Here is a code snippet of what I want to do:

cLine = fp.readline()
if cLine != templateLine:
   # Here is where I would like to write back to the line I read from
   # in cLine
Edwin
  • 797
  • 2
  • 14
  • 23
  • Effectively, what you will have to do is read in the whole file, make the changes then write it all back out. – jonrsharpe May 11 '14 at 22:02
  • hmm was trying to avoid that, but I guess seems like might not be any other way (at least one that is not hacky) – Edwin May 11 '14 at 22:05
  • @jonrsharpe Well, IMO reading whole file is not needed, it might not be feasible in case of large files. But I think there is no better option than parsing. It is impossible, or at least very hard to do on one file. – luk32 May 11 '14 at 22:06

2 Answers2

7

Updating lines in place in text file - very difficult

Many questions in SO are trying to read the file and update it at once.

While this is technically possible, it is very difficult.

(text) files are not organized on disk by lines, but by bytes.

The problem is, that read number of bytes on old lines is very often different from new one, and this mess up the resulting file.

Update by creating a new file

While it sounds inefficient, it is the most effective way from programming point of view.

Just read from file on one side, write to another file on the other side, close the files and copy the content from newly created over the old one.

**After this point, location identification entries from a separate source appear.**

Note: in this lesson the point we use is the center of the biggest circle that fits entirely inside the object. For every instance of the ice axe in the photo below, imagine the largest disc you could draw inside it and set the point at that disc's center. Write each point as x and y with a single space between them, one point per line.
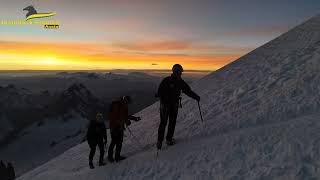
200 111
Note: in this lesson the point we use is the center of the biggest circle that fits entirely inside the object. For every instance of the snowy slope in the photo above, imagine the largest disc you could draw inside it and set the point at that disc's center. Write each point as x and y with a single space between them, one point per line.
261 122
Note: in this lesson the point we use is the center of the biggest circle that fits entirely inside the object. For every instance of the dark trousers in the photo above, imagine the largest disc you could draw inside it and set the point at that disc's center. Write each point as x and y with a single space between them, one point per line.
116 141
171 112
93 146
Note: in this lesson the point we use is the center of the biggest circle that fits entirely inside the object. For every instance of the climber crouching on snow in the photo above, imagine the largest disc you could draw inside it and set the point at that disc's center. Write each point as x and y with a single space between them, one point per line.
118 119
169 92
95 135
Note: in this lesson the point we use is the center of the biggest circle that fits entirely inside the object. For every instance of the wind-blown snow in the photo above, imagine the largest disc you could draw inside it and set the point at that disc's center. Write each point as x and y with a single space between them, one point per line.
261 116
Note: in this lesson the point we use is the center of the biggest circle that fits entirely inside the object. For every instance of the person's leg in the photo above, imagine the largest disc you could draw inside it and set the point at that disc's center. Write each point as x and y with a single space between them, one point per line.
101 148
173 112
91 155
112 145
119 145
163 122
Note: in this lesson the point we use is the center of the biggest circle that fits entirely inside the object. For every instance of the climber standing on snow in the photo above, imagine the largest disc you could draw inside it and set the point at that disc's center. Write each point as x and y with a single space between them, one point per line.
169 92
118 119
95 135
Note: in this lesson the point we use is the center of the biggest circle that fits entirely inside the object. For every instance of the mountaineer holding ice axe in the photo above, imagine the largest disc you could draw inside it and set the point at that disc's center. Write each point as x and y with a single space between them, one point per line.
169 92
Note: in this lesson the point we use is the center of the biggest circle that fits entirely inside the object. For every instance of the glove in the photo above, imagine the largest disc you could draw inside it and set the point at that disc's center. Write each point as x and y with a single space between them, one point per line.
128 123
198 98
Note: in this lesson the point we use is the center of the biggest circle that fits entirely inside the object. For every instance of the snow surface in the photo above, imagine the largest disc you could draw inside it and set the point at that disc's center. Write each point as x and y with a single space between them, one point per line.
261 121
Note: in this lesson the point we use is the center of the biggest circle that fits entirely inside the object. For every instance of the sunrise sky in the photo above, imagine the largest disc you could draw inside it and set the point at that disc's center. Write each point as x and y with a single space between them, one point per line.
144 34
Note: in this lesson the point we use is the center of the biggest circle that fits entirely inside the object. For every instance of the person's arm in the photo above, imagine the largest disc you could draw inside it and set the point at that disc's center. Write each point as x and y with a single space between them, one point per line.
162 87
134 118
187 90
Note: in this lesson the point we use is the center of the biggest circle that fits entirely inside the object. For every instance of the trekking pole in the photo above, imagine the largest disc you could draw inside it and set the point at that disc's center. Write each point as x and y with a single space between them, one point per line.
200 111
134 137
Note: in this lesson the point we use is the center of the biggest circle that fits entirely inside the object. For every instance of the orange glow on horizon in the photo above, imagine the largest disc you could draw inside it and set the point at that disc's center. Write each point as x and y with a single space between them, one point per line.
36 56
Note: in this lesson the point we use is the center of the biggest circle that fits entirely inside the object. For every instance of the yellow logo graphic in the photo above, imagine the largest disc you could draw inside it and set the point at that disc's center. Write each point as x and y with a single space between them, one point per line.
32 13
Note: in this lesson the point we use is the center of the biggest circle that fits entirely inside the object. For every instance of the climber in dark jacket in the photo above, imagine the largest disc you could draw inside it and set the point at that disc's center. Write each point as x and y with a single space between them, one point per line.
95 135
169 92
118 119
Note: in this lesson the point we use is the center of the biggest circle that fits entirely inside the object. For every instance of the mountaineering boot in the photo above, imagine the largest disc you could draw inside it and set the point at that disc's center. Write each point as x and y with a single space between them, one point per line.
159 145
171 142
110 159
91 165
101 163
120 158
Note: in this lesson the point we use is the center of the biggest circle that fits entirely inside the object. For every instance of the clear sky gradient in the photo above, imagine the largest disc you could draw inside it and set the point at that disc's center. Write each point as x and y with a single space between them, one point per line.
144 34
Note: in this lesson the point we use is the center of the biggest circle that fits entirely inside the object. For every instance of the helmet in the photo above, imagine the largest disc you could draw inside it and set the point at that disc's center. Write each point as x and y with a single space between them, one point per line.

Or create the file in memory and finally do the writing over the old one after you close the old one.

Jan Vlcinsky
  • 42,725
  • 12
  • 101
  • 98
  • People sometimes tend to think that files are organized by lines, while they rather are arrays of bytes. That is the underlying problem IMO. – luk32 May 11 '14 at 22:10
  • @luk32: True. For Python questions, that assumption in turn is possibly because the basic Python interface to files *is* organized linewise. – BrenBarn May 11 '14 at 22:12
  • Or rename the source file before opening it and write to a file with the original name. – ChrisGPT was on strike May 12 '14 at 00:26
2

At the OS level the things are a bit different from how it looks from Python - from Python a file looks almost like a list of strings, with each string having arbitrary length, so it seems to be easy to swap a line for something else without affecting the rest of the lines:

l = ["Hello", "world"]
l[0] = "Good bye"

In reality, though, any file is just a stream of bytes, with strings following each other without any "padding". So you can only overwrite the data in-place if the resulting string has exactly the same length as the source string - otherwise it'll simply overwrite the following lines.

If that is the case (your processing guarantees not to change the length of strings), you can "rewind" the file to the start of the line and overwrite the line with new data. The below script converts all lines in file to uppercase in-place:

def eof(f):
    cur_loc = f.tell()
    f.seek(0,2)
    eof_loc = f.tell()
    f.seek(cur_loc, 0)
    if cur_loc >= eof_loc:
        return True
    return False

with open('testfile.txt', 'r+t') as fp:

    while True:
        last_pos = fp.tell()
        line = fp.readline()
        new_line = line.upper()
        fp.seek(last_pos)
        fp.write(new_line)
        print "Read %s, Wrote %s" % (line, new_line)
        if eof(fp):
            break

Somewhat related: Undo a Python file readline() operation so file pointer is back in original state

This approach is only justified when your output lines are guaranteed to have the same length, and when, say, the file you're working with is really huge so you have to modify it in place.

In all other cases it would be much easier and more performant to just build the output in memory and write it back at once. Another option is to write to a temporary file, then delete the original and rename the temporary file so it replaces the original file.

Community
  • 1
  • 1
Sergey
  • 11,892
  • 2
  • 41
  • 52